At first, I had a piece of pink insulation on the back of the faucets, but after the hardware arrive I found out that it wasn’t sturdy enough to keep everything snug.
Fast Forward A Little
I know I’ve skipped a little, but didn’t get many pics of the install between these two points. From left to right:
- I shoved a vertical 2×4 snug between the top of the shelf and the ceiling of the inside. This allowed me drill and mount stuff on the wood without drilling the inside of the freezer. You can see my beergas tank for my stout which goes to the far right faucet, and my old 5lb co2 tank, which is now a 20lb tank. I i have a 6 way gas distribution manifold, and 5 of them go down to the bottom, and one stays at the top. The regulator has two gauges, one feeds the manifold, and the other feeds a single keg for either high pressure soda/water or force carbing.
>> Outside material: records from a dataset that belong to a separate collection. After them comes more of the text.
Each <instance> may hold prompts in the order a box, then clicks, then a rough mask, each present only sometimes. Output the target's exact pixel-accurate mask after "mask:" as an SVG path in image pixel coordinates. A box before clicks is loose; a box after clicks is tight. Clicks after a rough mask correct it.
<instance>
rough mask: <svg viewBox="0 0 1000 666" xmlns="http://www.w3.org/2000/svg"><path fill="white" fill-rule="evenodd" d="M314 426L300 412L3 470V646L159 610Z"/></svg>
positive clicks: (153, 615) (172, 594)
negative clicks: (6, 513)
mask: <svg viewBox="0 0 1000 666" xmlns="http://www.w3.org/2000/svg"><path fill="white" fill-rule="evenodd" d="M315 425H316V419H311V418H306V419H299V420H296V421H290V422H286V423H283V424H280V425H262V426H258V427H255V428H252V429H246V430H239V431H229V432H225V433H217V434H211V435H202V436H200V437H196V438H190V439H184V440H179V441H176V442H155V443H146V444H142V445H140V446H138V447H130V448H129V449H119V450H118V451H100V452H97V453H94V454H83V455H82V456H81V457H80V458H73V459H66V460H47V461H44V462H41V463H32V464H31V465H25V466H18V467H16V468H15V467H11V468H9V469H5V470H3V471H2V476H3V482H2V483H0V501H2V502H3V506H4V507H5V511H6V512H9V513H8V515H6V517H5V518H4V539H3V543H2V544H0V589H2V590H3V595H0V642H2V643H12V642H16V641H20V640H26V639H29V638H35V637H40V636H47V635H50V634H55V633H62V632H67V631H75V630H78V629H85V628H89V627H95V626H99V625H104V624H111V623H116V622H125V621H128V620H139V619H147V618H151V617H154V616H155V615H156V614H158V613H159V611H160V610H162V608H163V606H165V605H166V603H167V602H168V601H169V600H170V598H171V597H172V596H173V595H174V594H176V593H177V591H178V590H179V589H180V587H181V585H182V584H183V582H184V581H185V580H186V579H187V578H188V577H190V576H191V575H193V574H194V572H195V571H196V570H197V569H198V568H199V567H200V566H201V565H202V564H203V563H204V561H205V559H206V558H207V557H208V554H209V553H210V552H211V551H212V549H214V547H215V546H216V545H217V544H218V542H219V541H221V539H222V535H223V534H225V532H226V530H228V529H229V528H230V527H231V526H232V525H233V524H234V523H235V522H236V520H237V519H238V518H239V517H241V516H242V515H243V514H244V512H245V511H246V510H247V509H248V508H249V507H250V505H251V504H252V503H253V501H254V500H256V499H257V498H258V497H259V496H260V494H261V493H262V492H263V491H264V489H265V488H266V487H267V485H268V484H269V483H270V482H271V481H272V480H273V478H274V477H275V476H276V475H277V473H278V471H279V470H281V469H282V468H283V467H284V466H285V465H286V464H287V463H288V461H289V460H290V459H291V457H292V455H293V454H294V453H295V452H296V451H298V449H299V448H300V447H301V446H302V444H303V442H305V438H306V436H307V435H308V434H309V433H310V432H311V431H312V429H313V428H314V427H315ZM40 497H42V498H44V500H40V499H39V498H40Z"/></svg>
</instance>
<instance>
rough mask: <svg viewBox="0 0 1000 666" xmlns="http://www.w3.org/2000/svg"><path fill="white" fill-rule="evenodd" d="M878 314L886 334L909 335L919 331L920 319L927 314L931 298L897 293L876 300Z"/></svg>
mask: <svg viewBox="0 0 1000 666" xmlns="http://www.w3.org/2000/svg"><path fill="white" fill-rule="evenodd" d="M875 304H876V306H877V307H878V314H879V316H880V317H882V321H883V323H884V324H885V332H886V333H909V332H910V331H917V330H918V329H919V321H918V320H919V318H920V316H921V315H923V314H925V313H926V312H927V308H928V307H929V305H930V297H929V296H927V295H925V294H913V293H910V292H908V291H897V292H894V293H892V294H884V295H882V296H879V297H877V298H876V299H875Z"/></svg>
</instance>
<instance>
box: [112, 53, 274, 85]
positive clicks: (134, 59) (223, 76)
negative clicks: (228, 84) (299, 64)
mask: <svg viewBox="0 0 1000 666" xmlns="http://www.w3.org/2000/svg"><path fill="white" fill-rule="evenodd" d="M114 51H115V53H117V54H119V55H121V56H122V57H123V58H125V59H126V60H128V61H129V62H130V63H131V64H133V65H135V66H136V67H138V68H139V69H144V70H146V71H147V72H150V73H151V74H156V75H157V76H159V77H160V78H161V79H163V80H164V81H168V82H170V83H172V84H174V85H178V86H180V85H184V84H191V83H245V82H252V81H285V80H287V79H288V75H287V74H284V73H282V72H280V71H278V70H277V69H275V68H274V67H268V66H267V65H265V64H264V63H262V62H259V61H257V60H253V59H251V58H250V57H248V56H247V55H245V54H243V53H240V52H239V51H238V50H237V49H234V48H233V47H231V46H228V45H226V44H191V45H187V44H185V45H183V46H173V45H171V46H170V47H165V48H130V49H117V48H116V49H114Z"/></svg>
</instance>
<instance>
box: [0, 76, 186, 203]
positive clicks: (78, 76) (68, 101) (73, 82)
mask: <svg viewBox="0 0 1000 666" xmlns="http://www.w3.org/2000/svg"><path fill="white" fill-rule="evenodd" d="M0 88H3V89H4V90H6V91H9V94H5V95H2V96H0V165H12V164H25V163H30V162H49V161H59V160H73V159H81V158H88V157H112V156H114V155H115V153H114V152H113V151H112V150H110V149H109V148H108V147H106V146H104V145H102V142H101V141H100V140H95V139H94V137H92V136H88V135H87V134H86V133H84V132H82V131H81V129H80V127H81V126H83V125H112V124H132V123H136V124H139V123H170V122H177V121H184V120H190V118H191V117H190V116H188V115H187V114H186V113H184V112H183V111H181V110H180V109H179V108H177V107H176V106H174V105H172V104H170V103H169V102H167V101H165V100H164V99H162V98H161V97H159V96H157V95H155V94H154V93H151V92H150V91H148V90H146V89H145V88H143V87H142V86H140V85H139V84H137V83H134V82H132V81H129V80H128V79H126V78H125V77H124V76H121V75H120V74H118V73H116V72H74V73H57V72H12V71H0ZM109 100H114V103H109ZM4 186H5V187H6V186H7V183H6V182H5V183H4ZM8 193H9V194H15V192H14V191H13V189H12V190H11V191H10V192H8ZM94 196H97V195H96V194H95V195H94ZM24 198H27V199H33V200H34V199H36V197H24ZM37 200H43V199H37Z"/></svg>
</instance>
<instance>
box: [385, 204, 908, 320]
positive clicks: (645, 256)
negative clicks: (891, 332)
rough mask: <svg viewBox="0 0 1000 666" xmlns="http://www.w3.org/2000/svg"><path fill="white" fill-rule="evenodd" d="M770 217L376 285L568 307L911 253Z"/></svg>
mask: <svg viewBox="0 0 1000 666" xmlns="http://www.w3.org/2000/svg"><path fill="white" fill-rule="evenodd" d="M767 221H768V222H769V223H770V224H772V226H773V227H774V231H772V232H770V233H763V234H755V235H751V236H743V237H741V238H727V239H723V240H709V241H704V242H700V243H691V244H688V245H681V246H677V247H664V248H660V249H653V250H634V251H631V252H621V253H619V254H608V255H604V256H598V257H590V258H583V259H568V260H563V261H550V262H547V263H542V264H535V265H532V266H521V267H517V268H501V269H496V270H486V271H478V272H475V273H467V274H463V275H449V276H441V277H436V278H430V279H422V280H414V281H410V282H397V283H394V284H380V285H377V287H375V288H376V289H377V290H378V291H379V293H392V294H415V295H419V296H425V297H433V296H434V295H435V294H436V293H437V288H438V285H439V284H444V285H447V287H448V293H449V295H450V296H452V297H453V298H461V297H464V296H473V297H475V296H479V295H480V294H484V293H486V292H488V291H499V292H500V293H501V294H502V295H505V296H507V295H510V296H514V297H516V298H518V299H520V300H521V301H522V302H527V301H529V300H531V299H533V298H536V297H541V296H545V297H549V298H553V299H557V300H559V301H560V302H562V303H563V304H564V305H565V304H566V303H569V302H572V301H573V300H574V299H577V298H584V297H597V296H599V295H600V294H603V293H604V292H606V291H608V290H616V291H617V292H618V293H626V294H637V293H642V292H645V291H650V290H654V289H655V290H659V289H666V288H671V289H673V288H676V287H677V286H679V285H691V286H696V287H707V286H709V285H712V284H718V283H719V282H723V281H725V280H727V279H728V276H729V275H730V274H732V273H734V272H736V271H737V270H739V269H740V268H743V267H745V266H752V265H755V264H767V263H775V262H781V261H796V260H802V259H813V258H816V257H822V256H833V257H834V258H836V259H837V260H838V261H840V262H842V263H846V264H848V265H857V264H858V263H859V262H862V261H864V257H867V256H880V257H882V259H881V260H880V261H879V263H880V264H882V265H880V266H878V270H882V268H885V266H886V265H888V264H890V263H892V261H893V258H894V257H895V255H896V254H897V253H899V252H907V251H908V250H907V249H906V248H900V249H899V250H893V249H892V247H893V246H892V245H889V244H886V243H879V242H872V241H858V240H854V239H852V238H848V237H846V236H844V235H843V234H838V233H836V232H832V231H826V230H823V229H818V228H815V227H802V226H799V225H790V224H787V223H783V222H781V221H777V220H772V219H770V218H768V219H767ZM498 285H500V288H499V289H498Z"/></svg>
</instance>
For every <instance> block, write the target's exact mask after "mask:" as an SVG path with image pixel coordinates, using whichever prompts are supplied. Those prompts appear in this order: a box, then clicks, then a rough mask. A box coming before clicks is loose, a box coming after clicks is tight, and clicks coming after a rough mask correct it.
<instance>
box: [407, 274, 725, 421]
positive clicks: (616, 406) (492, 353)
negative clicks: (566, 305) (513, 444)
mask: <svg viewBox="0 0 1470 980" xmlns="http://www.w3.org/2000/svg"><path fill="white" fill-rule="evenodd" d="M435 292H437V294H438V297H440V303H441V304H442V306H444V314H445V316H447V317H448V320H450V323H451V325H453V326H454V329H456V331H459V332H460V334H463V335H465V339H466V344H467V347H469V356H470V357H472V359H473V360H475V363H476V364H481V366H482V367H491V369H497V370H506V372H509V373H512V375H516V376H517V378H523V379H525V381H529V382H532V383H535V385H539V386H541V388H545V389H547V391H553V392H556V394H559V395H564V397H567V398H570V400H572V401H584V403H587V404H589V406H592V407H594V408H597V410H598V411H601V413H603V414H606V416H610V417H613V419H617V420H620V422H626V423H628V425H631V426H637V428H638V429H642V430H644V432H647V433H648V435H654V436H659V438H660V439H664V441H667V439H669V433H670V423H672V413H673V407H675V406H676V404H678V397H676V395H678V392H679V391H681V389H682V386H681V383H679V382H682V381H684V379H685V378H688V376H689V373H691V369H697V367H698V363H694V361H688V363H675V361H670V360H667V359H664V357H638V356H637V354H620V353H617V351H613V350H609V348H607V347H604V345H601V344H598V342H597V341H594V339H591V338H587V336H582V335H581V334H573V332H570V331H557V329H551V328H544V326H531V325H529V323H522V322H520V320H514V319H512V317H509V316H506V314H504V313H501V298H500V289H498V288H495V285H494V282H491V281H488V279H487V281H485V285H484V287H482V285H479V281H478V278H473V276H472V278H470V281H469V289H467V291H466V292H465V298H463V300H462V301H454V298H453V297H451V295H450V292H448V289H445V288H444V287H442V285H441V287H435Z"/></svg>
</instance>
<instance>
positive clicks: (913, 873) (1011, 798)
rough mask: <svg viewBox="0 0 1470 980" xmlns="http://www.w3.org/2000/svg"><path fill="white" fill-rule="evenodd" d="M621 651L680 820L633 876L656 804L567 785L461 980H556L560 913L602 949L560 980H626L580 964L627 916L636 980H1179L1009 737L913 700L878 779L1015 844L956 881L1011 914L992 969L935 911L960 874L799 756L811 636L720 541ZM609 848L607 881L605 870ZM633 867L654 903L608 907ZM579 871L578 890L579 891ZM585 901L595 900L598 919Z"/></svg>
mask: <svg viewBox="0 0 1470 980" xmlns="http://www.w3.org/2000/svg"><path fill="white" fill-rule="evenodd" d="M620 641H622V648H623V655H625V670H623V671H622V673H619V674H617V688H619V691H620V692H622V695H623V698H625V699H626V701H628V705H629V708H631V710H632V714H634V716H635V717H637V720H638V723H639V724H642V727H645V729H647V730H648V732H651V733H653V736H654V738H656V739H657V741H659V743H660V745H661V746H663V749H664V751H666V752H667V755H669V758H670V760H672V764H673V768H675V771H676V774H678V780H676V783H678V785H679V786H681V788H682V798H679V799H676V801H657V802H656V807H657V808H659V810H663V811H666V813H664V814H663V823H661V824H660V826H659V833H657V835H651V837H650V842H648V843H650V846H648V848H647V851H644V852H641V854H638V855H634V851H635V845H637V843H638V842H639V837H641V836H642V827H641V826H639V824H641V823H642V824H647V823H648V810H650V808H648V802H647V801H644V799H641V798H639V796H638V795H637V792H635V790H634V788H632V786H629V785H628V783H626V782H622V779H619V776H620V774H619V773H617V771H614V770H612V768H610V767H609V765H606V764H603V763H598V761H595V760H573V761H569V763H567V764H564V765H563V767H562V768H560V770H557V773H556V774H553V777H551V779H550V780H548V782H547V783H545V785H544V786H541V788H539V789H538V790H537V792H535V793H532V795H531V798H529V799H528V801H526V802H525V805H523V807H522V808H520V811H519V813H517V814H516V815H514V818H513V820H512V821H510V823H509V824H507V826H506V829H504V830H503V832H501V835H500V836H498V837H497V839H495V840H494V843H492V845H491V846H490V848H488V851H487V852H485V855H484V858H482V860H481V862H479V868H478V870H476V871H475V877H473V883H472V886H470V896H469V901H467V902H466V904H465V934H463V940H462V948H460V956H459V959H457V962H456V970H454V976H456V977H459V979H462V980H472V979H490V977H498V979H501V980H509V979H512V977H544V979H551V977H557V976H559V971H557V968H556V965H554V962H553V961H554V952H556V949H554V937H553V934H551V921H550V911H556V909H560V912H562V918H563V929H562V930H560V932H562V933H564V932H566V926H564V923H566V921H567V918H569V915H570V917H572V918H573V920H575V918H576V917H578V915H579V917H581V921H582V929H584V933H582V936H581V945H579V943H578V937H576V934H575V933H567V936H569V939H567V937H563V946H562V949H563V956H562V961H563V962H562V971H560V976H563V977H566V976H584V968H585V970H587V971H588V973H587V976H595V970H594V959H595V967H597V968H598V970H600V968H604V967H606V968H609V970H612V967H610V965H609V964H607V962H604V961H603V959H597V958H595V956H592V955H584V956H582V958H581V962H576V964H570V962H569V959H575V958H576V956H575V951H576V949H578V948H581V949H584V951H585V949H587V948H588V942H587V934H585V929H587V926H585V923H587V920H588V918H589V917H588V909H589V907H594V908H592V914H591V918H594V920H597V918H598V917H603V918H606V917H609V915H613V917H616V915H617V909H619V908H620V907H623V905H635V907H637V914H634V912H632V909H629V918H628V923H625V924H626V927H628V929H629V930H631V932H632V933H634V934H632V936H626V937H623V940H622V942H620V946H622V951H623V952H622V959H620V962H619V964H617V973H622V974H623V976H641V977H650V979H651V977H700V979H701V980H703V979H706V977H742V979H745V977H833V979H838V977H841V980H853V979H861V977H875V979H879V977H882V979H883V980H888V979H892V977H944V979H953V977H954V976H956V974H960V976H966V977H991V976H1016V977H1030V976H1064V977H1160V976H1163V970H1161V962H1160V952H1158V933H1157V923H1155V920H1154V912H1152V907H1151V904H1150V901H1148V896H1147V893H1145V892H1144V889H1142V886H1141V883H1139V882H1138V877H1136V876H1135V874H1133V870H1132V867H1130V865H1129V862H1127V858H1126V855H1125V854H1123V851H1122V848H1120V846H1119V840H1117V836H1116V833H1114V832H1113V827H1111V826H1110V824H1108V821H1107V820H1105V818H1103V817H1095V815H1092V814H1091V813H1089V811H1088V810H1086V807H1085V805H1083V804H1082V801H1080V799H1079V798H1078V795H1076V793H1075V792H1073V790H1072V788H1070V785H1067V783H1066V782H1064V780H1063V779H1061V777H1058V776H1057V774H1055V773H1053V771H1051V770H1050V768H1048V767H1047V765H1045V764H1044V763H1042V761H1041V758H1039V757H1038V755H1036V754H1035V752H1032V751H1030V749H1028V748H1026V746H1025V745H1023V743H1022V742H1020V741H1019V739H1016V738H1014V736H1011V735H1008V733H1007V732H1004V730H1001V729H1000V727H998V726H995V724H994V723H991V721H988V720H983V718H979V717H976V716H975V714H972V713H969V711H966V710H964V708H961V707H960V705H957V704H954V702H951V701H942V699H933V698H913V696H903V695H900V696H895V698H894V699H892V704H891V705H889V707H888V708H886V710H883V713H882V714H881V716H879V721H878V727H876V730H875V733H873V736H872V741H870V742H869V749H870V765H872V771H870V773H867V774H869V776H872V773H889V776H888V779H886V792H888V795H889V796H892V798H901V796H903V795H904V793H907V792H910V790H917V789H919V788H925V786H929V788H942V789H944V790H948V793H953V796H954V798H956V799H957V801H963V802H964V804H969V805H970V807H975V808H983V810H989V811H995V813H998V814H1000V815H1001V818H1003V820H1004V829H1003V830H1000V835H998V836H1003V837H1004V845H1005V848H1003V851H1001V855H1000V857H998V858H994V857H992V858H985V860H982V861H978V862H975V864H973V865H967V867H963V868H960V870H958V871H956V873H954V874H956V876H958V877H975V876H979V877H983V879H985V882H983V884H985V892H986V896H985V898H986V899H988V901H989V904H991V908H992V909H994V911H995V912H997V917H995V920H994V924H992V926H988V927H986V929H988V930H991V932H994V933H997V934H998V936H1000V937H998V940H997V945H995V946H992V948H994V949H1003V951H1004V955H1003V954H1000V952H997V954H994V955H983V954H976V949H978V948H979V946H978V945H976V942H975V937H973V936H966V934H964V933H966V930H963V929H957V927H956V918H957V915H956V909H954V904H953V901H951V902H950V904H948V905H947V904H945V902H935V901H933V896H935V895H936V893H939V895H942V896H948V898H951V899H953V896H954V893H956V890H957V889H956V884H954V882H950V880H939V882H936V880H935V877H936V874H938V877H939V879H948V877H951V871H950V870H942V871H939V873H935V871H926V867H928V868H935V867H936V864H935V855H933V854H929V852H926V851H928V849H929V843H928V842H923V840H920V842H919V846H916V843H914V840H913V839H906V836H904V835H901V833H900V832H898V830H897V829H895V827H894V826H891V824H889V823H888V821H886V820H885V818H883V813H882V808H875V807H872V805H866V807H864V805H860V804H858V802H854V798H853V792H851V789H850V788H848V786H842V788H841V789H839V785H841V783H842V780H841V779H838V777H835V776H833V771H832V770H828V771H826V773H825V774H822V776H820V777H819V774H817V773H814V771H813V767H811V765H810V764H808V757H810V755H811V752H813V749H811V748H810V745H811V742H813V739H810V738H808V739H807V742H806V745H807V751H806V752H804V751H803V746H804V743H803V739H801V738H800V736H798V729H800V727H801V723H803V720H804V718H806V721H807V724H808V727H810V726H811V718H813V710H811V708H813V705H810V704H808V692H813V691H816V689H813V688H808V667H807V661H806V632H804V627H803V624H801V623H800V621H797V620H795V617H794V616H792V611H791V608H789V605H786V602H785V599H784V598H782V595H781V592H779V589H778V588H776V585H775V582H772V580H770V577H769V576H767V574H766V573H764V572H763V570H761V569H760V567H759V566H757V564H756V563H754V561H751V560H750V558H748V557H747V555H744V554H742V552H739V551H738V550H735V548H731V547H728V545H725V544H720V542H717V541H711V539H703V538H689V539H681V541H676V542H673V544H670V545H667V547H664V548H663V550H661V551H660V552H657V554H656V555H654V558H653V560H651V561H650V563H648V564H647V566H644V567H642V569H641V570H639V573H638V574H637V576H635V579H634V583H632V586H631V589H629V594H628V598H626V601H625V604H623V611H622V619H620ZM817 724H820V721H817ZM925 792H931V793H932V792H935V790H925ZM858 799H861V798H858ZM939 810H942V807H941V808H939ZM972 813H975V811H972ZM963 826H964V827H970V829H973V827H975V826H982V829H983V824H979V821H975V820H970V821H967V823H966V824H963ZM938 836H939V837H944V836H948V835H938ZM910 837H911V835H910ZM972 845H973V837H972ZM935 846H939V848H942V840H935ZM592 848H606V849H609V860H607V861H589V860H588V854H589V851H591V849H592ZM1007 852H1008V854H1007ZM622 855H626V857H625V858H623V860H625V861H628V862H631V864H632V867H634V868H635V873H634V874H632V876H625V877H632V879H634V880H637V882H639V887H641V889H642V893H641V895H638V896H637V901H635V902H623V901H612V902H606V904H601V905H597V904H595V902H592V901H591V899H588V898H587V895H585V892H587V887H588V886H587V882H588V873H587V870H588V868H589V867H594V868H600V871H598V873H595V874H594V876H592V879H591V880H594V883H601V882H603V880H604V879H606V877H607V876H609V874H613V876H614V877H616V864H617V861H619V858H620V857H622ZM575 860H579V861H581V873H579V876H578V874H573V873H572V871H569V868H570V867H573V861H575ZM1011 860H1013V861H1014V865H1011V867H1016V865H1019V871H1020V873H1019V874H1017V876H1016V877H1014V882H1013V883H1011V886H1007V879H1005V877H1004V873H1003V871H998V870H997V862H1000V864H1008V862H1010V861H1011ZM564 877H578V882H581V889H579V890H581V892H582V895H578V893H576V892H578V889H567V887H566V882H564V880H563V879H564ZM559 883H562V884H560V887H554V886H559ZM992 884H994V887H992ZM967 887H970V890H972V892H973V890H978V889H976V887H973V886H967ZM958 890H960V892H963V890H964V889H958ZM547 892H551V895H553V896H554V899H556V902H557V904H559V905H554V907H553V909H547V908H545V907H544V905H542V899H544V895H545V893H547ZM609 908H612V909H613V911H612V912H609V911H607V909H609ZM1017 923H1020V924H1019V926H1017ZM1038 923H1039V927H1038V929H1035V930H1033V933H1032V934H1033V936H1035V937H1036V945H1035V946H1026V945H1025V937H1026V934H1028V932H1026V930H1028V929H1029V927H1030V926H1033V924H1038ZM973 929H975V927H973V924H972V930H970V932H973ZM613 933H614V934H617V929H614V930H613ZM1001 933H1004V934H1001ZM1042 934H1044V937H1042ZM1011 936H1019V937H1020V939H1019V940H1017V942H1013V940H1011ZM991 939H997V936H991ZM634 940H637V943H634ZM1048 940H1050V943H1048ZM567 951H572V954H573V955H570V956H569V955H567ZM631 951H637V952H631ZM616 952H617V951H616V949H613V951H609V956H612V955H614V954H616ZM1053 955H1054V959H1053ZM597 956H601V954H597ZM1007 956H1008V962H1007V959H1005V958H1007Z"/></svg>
- You can see I’ve replaced the pink stuff with a piece of wood. Much better. Gas lines fed. Highly recommend EVABarrier lines with duotight fitting. Made life EASY. Cleaning is also a breeze.
- 7/8 faucets installed. Last one got delayed for some reason.
All said on done!
A final pic from the front, and inside when it’s fully loaded with kegs. I was able to keep some of the shelving with is jam packed with hops and yeast currently.
6 months later, I’ve still not gotten all 8 taps flowing at once. I’ve been close with 6 of 8, but at least it allows me to put new kegs in and leave kicked kegs for a little while until I get around to cleaning them.
Parts List & Cost
Just a quick note: I re-used some things from the older Keezer build, like my stout faucet, shank, a few tap handles, a couple of kegs, and misc. hardware. What I’ll do is list everything as if it was basic faucets and pretend like you’re going to build an 8 tap with no Nitro tap. That really ups the price. So let’s pretend its 8 regular co2 taps.
|Intertap Bottle Filler||$7||1||$7||Brewhardware.com|
|Gas Line/Fittings Kit||$10||8||$80||Brewhardware.com|
|Beer Line/Fittings Kit||$12||8||$96||Brewhardware.com|
|6 way manifold||$62||1||$62||Brewhardware.com|
|Jumper (from regulator to manifold)||$6||1||$6||Brewhardware.com|
|CPU Fan-Air Circulation||$14||1||$14||Amazon|
The only discrepency between the parts list and my build like I mentioned – No Nitro tap. So this means you need a 7 way manifold, or a 2nd manifold that was a 2 way split for the force carb/soda pressures.
Also, this is a lot of money, but in reality, I had a lot of this stuff already. I had 5 kegs before this project. I had a bunch of gas and beer line fittings and hardware too. I’d say I was just around $900 at time of build if you count the stuff I reused.
Also, can’t speak enough to the simplicity of the EVABarrier kits offered by bobby at brewhardware. Takes all the complexity of figuring out the hardware you need to figure out – Disconnects, tubing, beer nuts, connectors, scotchlocks, couplings, etc. Kidding about a few of those things.
Hope this gives some inspiration on building your kegerator!